Stability Analysis of Interchange-Stable Plasma Sheet to ExB Shear Flow
at Substorm Onset
Abstract
The shear flow-interchange instability is proposed as the initiating
mechanism behind substorm onset. ULF waves occurring within minutes of
substorm onset are observed in the magnetotail at frequencies similar to
those of the auroral beads, which are a result of a near-earth
magnetospheric instability initiating current disruption in the plasma
sheet. Growth rates were statistically determined as a function of
wavenumber by Kalmoni et al. (2015) using ASI data from a set of
substorm events. The RCM-E provides growth phase-evolved runs of
background fields for stability analysis of a magnetospheric wave
equation for shear flow-interchange modes derived in Derr et al. (2019),
from which growth rates and dispersion relations can be calculated for
comparison with the statistically-determined growth rates and
frequencies of the beads. In the plasma sheet, interchange and shear
flow represent a competition between Kelvin-Helmholtz instability and
overall interchange stability. On average, flux-entropy increases with
radial distance. As the growth phase proceeds, the middle plasma sheet
becomes nearly interchange stable, but flux-entropy decreases sharply at
the inner edge. Destabilizing shear is weak in the middle of the sheet
but quite strong in the SAPS region, earthward of the inner edge. We
examine the conditions under which shear can overwhelm interchange
stability to trigger instability. Instability phenomenology will be
discussed in detail, including discussion of Doppler-resonance structure
and a dimensionless parameter W* for characterizing stability domains.
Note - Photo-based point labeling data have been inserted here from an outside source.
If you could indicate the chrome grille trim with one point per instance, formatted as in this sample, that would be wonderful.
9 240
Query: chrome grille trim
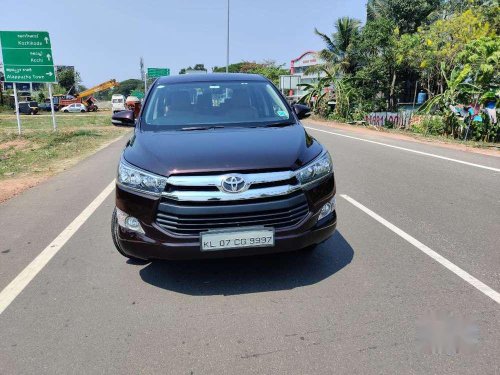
251 191
251 178
204 196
Mapping spatial properties to the ionosphere along field lines allows
for comparison of instability wavelengths with those of the auroral
beads. All substorms terminate in relaxation, either because higher
order nonlinearities ultimately suppress growth or due to external
conditions which alter the background fields to suppress nonlinear
growth. If higher order amplitude expansion terms contribute negatively
at some order, then nonlinear relaxation occurs, and a method for
determining field saturation values is established.